Locus Sonus : Dix ans d’expériences acoustiques et plastiques

Dix ans valaient bien un livre ! Locus Sonus, laboratoire de recherches transdisciplinaires en arts audio mutualisé autour de l'École Supérieure d'Art d'Aix-en-Provence et de l'École Nationale Supérieure d'Art de la Villa Arson, travaille en effet depuis une décennie autour des nouveaux types de diffusions et de productions sonores ainsi que sur les nouvelles habitudes d’écoute, en parcourant la pratique mais aussi de nombreux champs théoriques. Ni bilan, ni autocongratulation, Locus Sonus, 10 ans d’expérimentation en art sonore s’impose comme le constat mouvant d’un constant work in progress. Rencontre avec ses fondateurs à l’occasion de la parution du livre chez Le Mot et Le Reste.

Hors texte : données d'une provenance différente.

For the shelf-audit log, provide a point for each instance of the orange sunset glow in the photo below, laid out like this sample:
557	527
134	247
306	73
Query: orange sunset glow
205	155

Depuis 10 ans, Locus Sonus nourrit une ambition : créer un monde infini de sons, ou tout du moins rendre cette création possible. Laboratoire de recherche en art audio, fondé par Jérôme Joy et Peter Sinclair,  tous deux artistes, chercheurs et musiciens, Locus Sonus participe avec d'autres intervenants (chercheurs, compositeurs et professeurs) à la recherche et au dialogue entre de nombreuses disciplines différentes.

Locus Sonus a toujours privilégié une approche transdisciplinaire, vos démarches se nourrissent, et pourvoient également des secteurs de la recherche ou des disciplines aussi différentes que l’urbanisme, le design ou la création musicale mais également la sociologie, la philosophie... Comment rendez-vous cela possible ?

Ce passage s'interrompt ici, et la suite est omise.